Side`nin M.Ö.VII yüzyıldan önce Batı Anadolu'da yaşayan Kymeliler (Bugünkü Aliağa) tarafından kurulduğu sanılmaktadır. Anadolu tarihleri içerisinde Side, diğer Pamphylia kentleriyle aynı aşamaları geçirmiştir. Yunanlılar M.Ö. VII yüzyıl göçler sırasında Side`ye gelmişlerdir. Eldeki yazıtlara göre M.Ö. III yüzyıla kadar kente özgü bir dil konuşmuşlardır hatta Kymeliler kendi dillerini unutarak bu dili kulanmaya başlamışlardır . Hala tam olarak çözülemeyen bu dil Hint-Avrupa dil ailesi `dendir.

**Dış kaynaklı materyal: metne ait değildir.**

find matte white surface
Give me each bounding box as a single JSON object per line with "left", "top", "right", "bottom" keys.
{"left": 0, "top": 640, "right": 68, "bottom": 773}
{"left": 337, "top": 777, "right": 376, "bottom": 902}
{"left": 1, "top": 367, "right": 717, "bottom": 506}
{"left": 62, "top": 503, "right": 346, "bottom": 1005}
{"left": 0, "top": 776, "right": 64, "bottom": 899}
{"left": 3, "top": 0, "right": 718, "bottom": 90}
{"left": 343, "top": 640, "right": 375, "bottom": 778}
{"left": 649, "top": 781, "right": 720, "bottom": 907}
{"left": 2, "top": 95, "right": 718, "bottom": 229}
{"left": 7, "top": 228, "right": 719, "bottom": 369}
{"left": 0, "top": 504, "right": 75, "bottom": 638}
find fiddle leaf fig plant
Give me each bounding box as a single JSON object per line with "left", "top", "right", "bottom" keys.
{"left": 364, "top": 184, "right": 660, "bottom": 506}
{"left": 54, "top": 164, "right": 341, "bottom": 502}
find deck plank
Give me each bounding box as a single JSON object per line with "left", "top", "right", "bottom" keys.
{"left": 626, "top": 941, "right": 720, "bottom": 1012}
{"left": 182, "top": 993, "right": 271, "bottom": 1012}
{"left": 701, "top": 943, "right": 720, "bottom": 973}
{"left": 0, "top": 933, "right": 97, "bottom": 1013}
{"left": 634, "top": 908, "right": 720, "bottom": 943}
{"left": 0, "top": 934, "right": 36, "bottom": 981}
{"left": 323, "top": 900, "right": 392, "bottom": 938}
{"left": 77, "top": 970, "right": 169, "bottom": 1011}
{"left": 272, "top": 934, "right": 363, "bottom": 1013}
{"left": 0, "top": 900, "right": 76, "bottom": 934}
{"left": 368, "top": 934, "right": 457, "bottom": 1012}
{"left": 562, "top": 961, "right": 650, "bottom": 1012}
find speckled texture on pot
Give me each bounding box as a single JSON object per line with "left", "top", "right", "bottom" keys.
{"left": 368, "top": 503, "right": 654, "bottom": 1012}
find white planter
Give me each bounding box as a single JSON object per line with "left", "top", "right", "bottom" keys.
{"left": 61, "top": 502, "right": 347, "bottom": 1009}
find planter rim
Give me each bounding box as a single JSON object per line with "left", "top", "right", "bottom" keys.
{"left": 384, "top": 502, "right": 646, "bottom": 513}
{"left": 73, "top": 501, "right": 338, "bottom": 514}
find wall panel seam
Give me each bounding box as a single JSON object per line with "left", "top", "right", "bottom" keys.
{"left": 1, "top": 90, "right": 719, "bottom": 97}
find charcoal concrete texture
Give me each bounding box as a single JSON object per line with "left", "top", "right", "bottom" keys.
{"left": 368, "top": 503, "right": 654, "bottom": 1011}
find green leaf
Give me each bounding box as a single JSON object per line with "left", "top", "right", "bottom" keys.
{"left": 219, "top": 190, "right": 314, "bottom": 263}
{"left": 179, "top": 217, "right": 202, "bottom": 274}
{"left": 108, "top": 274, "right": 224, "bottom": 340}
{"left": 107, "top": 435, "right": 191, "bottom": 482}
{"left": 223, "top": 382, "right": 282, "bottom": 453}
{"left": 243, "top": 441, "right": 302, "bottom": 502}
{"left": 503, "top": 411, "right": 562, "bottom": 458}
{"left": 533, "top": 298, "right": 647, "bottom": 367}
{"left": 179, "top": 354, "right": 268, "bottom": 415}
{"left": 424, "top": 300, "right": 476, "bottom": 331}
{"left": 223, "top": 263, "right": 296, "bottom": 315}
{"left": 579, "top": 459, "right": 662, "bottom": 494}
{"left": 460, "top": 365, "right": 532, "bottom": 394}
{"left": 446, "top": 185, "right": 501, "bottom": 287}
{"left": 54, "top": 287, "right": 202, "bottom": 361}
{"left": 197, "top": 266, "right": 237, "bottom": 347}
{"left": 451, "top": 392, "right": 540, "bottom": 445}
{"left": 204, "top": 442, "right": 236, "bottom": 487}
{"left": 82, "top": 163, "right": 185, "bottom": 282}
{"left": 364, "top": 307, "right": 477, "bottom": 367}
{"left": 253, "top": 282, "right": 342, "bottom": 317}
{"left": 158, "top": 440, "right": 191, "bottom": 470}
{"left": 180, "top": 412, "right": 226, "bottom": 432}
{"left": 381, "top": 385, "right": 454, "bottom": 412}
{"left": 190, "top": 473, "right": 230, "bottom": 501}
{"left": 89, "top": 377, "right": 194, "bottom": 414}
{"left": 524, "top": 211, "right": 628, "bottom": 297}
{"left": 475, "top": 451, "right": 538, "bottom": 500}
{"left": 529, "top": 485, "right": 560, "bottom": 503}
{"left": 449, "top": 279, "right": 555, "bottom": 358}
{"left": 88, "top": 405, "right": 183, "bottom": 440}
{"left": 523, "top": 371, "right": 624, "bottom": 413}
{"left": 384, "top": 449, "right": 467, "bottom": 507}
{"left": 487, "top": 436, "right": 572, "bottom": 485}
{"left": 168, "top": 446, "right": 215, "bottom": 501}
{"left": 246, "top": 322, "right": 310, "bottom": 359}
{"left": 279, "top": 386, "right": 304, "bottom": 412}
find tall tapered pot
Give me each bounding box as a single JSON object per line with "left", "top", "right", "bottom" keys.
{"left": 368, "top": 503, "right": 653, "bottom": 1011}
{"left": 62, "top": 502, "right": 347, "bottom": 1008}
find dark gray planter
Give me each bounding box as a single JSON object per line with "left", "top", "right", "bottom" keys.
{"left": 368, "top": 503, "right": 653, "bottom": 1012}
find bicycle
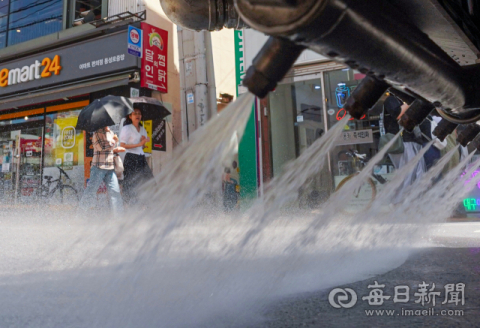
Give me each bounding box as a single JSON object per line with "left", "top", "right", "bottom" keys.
{"left": 37, "top": 166, "right": 79, "bottom": 205}
{"left": 335, "top": 149, "right": 388, "bottom": 214}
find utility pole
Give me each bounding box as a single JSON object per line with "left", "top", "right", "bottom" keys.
{"left": 177, "top": 27, "right": 217, "bottom": 140}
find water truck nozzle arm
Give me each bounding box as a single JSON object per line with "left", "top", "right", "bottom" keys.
{"left": 160, "top": 0, "right": 480, "bottom": 130}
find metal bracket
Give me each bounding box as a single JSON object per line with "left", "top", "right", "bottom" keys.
{"left": 89, "top": 10, "right": 146, "bottom": 28}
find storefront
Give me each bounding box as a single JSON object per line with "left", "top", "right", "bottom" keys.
{"left": 265, "top": 63, "right": 390, "bottom": 208}
{"left": 0, "top": 29, "right": 146, "bottom": 204}
{"left": 241, "top": 29, "right": 477, "bottom": 213}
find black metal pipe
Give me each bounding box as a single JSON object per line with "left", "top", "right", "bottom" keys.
{"left": 159, "top": 0, "right": 246, "bottom": 30}
{"left": 242, "top": 37, "right": 305, "bottom": 98}
{"left": 234, "top": 0, "right": 476, "bottom": 114}
{"left": 432, "top": 118, "right": 458, "bottom": 142}
{"left": 457, "top": 124, "right": 480, "bottom": 147}
{"left": 159, "top": 0, "right": 480, "bottom": 122}
{"left": 399, "top": 99, "right": 435, "bottom": 132}
{"left": 344, "top": 75, "right": 389, "bottom": 119}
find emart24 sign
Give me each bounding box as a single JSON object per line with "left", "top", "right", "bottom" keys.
{"left": 0, "top": 55, "right": 61, "bottom": 87}
{"left": 0, "top": 32, "right": 138, "bottom": 97}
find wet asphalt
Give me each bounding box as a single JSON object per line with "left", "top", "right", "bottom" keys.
{"left": 231, "top": 222, "right": 480, "bottom": 328}
{"left": 251, "top": 247, "right": 480, "bottom": 328}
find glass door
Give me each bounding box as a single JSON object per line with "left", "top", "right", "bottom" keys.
{"left": 0, "top": 131, "right": 15, "bottom": 201}
{"left": 16, "top": 126, "right": 44, "bottom": 203}
{"left": 0, "top": 111, "right": 44, "bottom": 204}
{"left": 268, "top": 76, "right": 331, "bottom": 208}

Side Antik Kenti, İ.Ö. 6. yy'da Lydia, 5.yy.'da Pers, 4. yy'da İskender, ardından da Hellenistik krallıkların egemenliklerine girdiği gözlenir . Pers yönetiminde gelişen kent. M.Ö. 334` de Büyük İskender `e teslim olunmuştur. İskender`in ölümünden sonra Antigonos`un (323-304), Ptolemaioslar`ın (301-215) ve M.Ö. 215`ten sonra Suriye Krallığı`nın denetimi altına girmiştir. M.Ö. II yüzyılda Ptolemaioslar`ın güçlü savaş ve ticaret filoları sayesinde en parlak dönemini yaşayan kent, bu sürede imar edilip bir bilim ve kültür merkezi haline getirilmiştir. M.Ö. 188`de Apameia Barışı ile Bergama Krallığı `na bırakılan Side, Doğu Pamfilya bölgesiyle birlikte bağımsızlığını korumuş, büyük ticaret donanmasıyla refaha ve zenginliğe kavuşmuştur. M.Ö. 78`den sonra Roma Egemenliğinde bulunan kent, M.S. II. ve III. yüzyıllarda bölgenin ticaret merkezi oldu. Özellikle köle ticaretinin sağladığı zengin ve parlak bir dönem yaşandı Akdeniz'in en işlek limanlarından biri olan Side, bu yoğun işlerliğinden dolayı sık sık dolup kirlenmekteydi ki temizlenmesi şehirlilerce yürütülen zor işlerden biri kabul ediliyordu. Zamanla bu güçlük yörede bütün güç işler için kullanılan "Senin işin Side Limanı'na dönmüş" özdeyişinin doğmasına neden olmuştur. II. yüzıl boyunca bir bilim ve kültür merkeziydi. Suriye krallarından VII. Antiokhos, tahta geçmeden önce burada eğitim gördü. Kral olduğu zaman (M.Ö. 138) ``Sidetes`` adını aldı. Bu devre kadar başta Athena ve Apollon olmak üzere Afrodit , Ares , Asklepios , Hegeia , Kharitler , Demeter , Dionisos , Hermes gibi birçok tanrıya inanıp tapan Side`liler 4.yüzyılda hıristiyanlaşmaya başlamışlardır.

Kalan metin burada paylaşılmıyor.